House Should Approve New Energy Exploration

Contact: Richard Morrison, 202.331.2273

Washington, D.C., November 9, 2005—The Competitive Enterprise Institute urges the House of Representatives to keep provisions on new oil and natural gas exploration in ANWR and the Outer Continental Shelf in the budget reconciliation legislation expected to be voted on this week.
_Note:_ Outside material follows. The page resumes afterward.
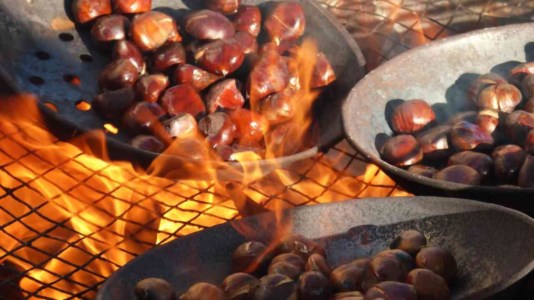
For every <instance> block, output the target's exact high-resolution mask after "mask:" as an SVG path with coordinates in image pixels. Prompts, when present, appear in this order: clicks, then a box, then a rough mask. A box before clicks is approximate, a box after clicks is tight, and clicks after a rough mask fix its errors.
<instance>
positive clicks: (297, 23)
mask: <svg viewBox="0 0 534 300" xmlns="http://www.w3.org/2000/svg"><path fill="white" fill-rule="evenodd" d="M263 26H264V28H265V30H266V31H267V34H268V35H269V37H270V38H271V40H272V41H275V42H276V43H279V42H280V41H285V40H296V39H298V38H299V37H301V36H302V35H303V34H304V30H305V29H306V17H305V16H304V10H303V9H302V6H301V5H300V4H299V3H296V2H279V3H277V4H275V6H274V8H273V9H272V11H271V12H270V14H269V15H267V17H266V18H265V22H264V24H263Z"/></svg>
The Senate has already approved language allowing exploration in a small portion of the Arctic National Wildlife Refuge, as did the House itself earlier this year. 

“Polls show that Americans now consider high energy prices to be the biggest economic threat facing the country.  The only proposal that has a chance to pass the Congress that addresses this concern is the ANWR and OCS package in the budget bill,” said Myron Ebell, Director of Global Warming & International Environmental Policy.

“The effort by a small group of liberal Republicans to strip out the ANWR provision is based on the belief that energy prices are really not high enough.  I would like to see these liberal Republican House members come out in the open and try to make that argument to the American people,” Ebell concluded.     

The budget reconciliation bill includes ANWR plus new provisions to allow states to opt out of the moratoriums on OCS oil and gas production on the Atlantic, Pacific, and eastern Gulf coasts.  The mean U.S. Geological Survey estimate for recoverable reserves under ANWR’s coastal plain is 10.4 billion barrels, which is equivalent to 30 years of oil imports from Saudi Arabia, one of America’s largest foreign suppliers.  The Outer Continental Shelf areas potentially contain much larger oil and natural gas reserves.

“Contrary to claims by environmental pressure groups, oil and gas production in ANWR would have little environmental impact on the surrounding ecosystem,” said Adjunct Scholar R.J. Smith. “Thirty years of oil operations in Alaska’s North Slope have shown that large populations of native wildlife can thrive even in close proximity to production facilities.”